Simulations with ff99SB exhibited 0.17±0.01 fraction helix (Table 4; uncertainties represent data from independent runs), compared with the 0.65 target value discussed above. The mod1φ correction, which had the lowest Ala5 χ2 among all parameter sets, tripled the helical content to 0.51±0.01. Adding the mod2ψ correction, mod1φ2ψ, yielded 0.72±0.01 helical content. This number is somewhat higher than experiment, suggesting that this ψ modification, introduced to improve helical stability, may do so too strongly. This is notable because the results show that improvements in helical content are already achieved through modification of only the φ energy profile, which was designed to improve Ala5 scalar couplings.

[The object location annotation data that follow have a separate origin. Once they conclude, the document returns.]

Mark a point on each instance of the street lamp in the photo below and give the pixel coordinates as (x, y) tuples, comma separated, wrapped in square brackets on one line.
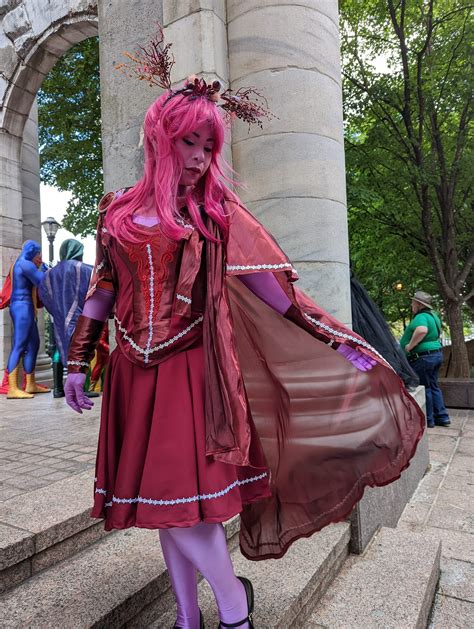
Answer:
[(51, 226)]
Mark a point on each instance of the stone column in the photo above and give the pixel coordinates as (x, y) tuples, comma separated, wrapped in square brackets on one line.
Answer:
[(123, 26), (197, 30), (11, 230), (294, 167)]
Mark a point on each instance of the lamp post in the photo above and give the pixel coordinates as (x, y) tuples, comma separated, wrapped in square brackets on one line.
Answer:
[(51, 226)]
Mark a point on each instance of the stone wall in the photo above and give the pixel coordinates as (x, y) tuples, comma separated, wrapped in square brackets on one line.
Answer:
[(34, 34)]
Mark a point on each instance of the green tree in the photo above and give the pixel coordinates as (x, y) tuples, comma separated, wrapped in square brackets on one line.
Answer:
[(408, 104), (70, 133)]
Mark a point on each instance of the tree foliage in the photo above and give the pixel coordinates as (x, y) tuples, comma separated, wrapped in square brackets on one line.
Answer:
[(70, 133), (408, 106)]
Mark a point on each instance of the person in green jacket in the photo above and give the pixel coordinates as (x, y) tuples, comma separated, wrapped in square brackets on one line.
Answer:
[(421, 341)]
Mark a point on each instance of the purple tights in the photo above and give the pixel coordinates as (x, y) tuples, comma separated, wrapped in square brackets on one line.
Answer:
[(202, 547)]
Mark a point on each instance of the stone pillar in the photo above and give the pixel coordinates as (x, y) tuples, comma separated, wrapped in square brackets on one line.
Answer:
[(11, 230), (294, 167), (30, 179), (123, 26), (197, 30)]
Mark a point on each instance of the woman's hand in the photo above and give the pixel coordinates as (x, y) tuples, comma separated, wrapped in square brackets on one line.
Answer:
[(74, 390), (358, 359)]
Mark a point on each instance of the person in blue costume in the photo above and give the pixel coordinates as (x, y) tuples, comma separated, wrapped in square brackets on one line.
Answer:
[(63, 293), (20, 294)]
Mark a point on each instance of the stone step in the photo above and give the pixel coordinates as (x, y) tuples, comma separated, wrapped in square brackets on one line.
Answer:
[(122, 581), (107, 584), (45, 527), (287, 589), (392, 585)]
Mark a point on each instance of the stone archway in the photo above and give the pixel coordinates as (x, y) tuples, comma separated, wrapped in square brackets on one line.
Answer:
[(34, 34)]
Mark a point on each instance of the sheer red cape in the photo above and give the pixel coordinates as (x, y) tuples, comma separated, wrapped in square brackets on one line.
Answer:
[(327, 429)]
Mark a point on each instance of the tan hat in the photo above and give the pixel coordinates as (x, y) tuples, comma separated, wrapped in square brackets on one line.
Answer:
[(423, 298)]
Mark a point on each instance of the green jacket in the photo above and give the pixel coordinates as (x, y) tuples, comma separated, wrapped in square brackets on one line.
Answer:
[(431, 341)]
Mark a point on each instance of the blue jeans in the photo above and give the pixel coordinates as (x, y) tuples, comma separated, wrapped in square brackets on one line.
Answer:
[(427, 368)]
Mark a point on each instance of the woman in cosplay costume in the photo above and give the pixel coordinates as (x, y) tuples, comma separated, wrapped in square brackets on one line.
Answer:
[(229, 391)]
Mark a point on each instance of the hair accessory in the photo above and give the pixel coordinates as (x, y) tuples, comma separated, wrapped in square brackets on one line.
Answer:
[(153, 64)]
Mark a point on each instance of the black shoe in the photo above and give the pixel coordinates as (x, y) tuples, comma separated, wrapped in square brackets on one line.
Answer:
[(201, 622), (250, 600)]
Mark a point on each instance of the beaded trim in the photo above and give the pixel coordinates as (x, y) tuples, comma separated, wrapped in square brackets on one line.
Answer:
[(343, 335), (156, 348), (152, 302), (183, 298), (258, 267), (183, 224), (100, 266), (176, 501)]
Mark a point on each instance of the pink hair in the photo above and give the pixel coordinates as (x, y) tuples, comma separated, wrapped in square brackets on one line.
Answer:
[(166, 120)]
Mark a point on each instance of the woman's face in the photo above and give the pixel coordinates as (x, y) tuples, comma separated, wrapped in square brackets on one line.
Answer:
[(195, 151)]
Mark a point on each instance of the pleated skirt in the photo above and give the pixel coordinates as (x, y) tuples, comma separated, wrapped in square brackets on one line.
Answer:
[(152, 470)]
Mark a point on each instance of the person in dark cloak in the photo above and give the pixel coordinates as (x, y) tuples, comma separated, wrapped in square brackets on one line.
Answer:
[(368, 322), (63, 293)]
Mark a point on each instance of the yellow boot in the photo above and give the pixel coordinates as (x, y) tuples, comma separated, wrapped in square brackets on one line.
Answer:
[(14, 391), (32, 386)]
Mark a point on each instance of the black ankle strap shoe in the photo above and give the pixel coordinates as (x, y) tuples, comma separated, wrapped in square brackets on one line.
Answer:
[(250, 601), (201, 622)]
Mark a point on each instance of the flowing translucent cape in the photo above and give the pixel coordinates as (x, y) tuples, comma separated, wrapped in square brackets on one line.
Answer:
[(327, 429)]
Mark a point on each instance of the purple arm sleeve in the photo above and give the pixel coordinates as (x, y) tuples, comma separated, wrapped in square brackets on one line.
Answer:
[(267, 288), (99, 305)]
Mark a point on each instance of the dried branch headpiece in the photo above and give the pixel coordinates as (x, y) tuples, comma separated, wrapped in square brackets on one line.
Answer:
[(153, 63)]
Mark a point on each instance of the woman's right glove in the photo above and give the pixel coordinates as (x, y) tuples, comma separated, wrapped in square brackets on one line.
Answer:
[(74, 390), (81, 351)]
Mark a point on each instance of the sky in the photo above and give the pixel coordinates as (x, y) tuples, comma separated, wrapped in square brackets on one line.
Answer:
[(53, 203)]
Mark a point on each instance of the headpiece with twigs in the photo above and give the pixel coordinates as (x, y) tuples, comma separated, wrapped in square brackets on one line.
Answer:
[(153, 63)]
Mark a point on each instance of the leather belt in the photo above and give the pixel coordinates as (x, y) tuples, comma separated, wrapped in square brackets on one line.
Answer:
[(417, 355)]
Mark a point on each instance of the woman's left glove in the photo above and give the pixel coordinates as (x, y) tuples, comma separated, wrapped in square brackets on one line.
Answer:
[(358, 359)]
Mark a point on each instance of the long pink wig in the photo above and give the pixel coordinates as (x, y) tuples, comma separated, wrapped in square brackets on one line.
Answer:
[(165, 121)]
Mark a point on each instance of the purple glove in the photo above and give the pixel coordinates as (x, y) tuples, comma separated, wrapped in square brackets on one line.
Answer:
[(74, 390), (358, 359), (99, 305)]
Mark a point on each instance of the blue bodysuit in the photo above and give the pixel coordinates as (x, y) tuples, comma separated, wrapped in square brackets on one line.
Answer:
[(25, 277)]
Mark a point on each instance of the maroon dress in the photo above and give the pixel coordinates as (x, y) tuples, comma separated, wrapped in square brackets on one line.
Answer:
[(152, 470), (215, 404)]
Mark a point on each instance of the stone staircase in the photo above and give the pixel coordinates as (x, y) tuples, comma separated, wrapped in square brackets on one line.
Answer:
[(58, 569)]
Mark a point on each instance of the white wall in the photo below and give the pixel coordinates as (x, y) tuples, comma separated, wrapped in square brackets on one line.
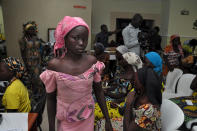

The other parameter set that was carried over from the Ala5 test, mod3φ, showed a more modest improvement relative to ff99SB, with 0.26 ± 0.01 fraction helix.

Table 4.

Helical content of HBSP and K19, from experiments and force fields, namely ff99SB and our modifications chosen based on Ala5 results. Simulated helical content was determined based on DSSP and Ramachandran analyses for HBSP and K19, respectively. The force field uncertainties were obtained from two independent simulations (see Methods).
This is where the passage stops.